What is Cryptojacking?

What is cryptojacking?

Cryptojacking is a sneaky attack. The attacker isn’t grabbing personal data or financial service logins from their victim, and the intrusion will not lock down your computer like in a ransomware attack. Instead, your computer system ends up running code that generates cryptocurrency on behalf of the intruder.

Cryptojacking explained

A cryptojacking attack can take many forms, but the end goal is always the same. The attacker wants to make your computer or smartphone run malicious code that generates cryptocurrency tokens without your knowledge.

The tokens are associated with cryptocurrency wallets under the intruder’s control, so the victim’s hardware essentially puts money directly into the hacker’s pocket.

The cryptojacking malware becomes a burden on the host computer, consuming resources such as memory and processor cycles. The malware may also serve as a foot in the door for more dangerous attacks, putting the victim’s private, corporate, and financial data at risk.

Cryptojacking examples

A cryptojacking injection tool known as Coinhive was found on more than 4,000 websites in February 2018. The sites had installed a screen-reading accessibility tool called BrowseAloud, and one version of the software had been altered by hackers to include the Monero-mining malware.

The popular plugin affected visitors to popular sites such as the U.S. courts system, several city government hubs across the U.K. and Ireland, and the British Information Commissioner’s Office. The hacked software was active for about 13 hours before BrowseAloud maker Texthelp shut the screen reading service down and fixed the code.

Some security experts called this the biggest cryptojacking attack ever, but the swift response limited the actual damage. A post-mortem analysis of the event found that the hackers earned less than $30. At the same time, some saw the event as a test run for future cryptojacking injection attacks on a large scale.
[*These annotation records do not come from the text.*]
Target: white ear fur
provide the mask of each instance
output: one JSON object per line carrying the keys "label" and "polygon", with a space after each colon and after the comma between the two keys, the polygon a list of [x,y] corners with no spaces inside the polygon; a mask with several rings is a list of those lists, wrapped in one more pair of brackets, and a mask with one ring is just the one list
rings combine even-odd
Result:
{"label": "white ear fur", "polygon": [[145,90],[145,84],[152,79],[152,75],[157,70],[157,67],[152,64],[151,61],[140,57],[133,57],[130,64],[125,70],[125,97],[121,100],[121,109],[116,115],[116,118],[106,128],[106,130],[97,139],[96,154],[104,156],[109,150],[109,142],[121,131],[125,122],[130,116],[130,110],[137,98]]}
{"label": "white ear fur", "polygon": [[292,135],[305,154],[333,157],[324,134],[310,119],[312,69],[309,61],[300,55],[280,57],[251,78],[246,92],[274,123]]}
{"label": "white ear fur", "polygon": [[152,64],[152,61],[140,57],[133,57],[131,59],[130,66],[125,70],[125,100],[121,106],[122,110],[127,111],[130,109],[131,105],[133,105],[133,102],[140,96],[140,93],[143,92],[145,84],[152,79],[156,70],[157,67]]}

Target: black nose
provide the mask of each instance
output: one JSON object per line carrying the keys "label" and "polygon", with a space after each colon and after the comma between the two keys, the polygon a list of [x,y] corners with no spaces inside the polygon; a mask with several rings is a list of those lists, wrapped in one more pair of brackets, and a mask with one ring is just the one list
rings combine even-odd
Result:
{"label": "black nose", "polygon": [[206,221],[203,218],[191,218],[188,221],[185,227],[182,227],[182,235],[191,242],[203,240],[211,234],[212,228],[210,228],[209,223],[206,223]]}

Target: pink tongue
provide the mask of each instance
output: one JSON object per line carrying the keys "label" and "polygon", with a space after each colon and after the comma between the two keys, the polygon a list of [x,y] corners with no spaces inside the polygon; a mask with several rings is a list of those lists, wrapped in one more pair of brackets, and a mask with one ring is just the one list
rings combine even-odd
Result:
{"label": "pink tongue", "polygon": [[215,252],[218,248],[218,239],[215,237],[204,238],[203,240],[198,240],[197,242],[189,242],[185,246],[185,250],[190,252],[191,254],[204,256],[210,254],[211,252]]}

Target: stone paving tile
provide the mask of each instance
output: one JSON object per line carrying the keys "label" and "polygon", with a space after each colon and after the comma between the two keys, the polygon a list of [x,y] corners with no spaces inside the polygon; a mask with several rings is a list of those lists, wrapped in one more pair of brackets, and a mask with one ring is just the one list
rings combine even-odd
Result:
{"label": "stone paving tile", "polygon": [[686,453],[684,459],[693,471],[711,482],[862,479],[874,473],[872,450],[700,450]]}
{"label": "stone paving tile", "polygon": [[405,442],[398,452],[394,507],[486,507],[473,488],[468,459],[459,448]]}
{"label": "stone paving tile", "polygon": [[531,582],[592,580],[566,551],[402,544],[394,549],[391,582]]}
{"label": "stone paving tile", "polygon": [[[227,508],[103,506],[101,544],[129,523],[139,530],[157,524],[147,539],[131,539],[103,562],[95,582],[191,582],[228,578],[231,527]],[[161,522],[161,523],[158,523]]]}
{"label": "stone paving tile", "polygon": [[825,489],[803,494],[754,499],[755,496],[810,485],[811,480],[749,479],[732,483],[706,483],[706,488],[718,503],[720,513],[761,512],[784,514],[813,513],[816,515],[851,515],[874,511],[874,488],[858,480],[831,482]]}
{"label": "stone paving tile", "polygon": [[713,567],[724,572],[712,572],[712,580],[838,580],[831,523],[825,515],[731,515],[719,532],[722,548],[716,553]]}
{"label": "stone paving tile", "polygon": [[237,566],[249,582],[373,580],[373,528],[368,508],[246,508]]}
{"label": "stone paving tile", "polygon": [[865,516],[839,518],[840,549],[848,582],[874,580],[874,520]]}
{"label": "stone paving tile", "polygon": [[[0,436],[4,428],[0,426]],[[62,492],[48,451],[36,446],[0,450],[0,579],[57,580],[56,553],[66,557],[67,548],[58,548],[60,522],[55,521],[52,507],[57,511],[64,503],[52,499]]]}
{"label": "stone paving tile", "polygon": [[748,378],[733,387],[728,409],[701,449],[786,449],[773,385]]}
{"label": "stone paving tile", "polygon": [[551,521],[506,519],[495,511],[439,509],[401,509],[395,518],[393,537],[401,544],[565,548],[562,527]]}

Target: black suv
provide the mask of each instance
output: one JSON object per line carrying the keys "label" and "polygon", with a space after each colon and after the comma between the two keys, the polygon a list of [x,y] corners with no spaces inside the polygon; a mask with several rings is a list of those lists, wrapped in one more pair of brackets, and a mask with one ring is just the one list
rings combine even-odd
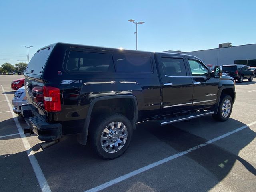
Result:
{"label": "black suv", "polygon": [[194,56],[57,43],[38,50],[26,68],[29,125],[46,142],[88,137],[97,154],[116,158],[138,122],[160,126],[212,114],[227,120],[236,98],[233,78]]}
{"label": "black suv", "polygon": [[240,83],[244,79],[248,79],[249,81],[253,80],[253,72],[245,65],[225,65],[222,66],[222,71]]}

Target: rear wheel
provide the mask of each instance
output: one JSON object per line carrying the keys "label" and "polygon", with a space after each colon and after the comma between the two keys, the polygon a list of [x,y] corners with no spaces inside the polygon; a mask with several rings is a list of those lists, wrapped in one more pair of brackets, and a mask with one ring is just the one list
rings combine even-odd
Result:
{"label": "rear wheel", "polygon": [[239,83],[242,83],[243,82],[243,80],[244,80],[244,76],[243,76],[243,75],[241,75],[240,76],[240,78],[238,79],[238,82]]}
{"label": "rear wheel", "polygon": [[225,121],[228,119],[233,108],[233,100],[228,95],[223,95],[221,98],[216,114],[212,115],[216,120]]}
{"label": "rear wheel", "polygon": [[95,121],[89,134],[95,152],[102,158],[110,160],[120,156],[127,149],[132,129],[126,117],[114,113]]}

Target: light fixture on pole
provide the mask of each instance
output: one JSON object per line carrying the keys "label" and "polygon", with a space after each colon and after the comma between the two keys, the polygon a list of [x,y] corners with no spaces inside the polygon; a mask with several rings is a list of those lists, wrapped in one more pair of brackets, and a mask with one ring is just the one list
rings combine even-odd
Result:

Four years later, cybersecurity firm AlienVault found a Monero-mining installer file that sent the mined tokens to a university in North Korea. This file may have spread through email-based phishing attacks, by tapping into security flaws in a popular web server platform, and the usual collection of malware-spreading vectors.

The target of the crypto-mining software’s Monero transactions was inactive when AlienVault found it. The security experts noted that the North Korean connection might be a prank, or the software might have been an experiment run by students at the university. As a result, this particular installation file probably didn’t generate much money for the people behind it, but the North Korean angle generated plenty of headlines at the time.

Some cryptojacking efforts are more profitable. The WatchDog cryptojacking operation started in January 2019 and had generated more than $32,000 in Monero tokens when it was uncovered by network security specialist Palo Alto Networks (PANW +1.22%) in 2021. In this instance, the Monero tokens were generated by a software package downloaded to commercial-grade cloud computing instances.

How to prevent cryptojacking

Good cybersecurity practices are the best defense against cryptojacking. Here’s the drill:

• Install and run both anti-malware scanners and virus protection software where you can.
• To minimize your exposure to injection attacks, you can disable JavaScript and install ad-blocking software in your web browsers. There are downsides to this strategy since some sites won’t work properly without JavaScript and ads.
• Don’t click on emailed links unless you know that the source can be trusted -- and even then, make sure that the link points to a safe target address.
• Keep an eye on your system’s processor and memory usage and dive in for a deeper look if some process is consuming more resources than expected.

Cryptojacking hackers and security experts are always fighting to outsmart each other. The defenses that worked yesterday may be targets for a new workaround tomorrow, so it’s important to keep your anti-malware tools up to date.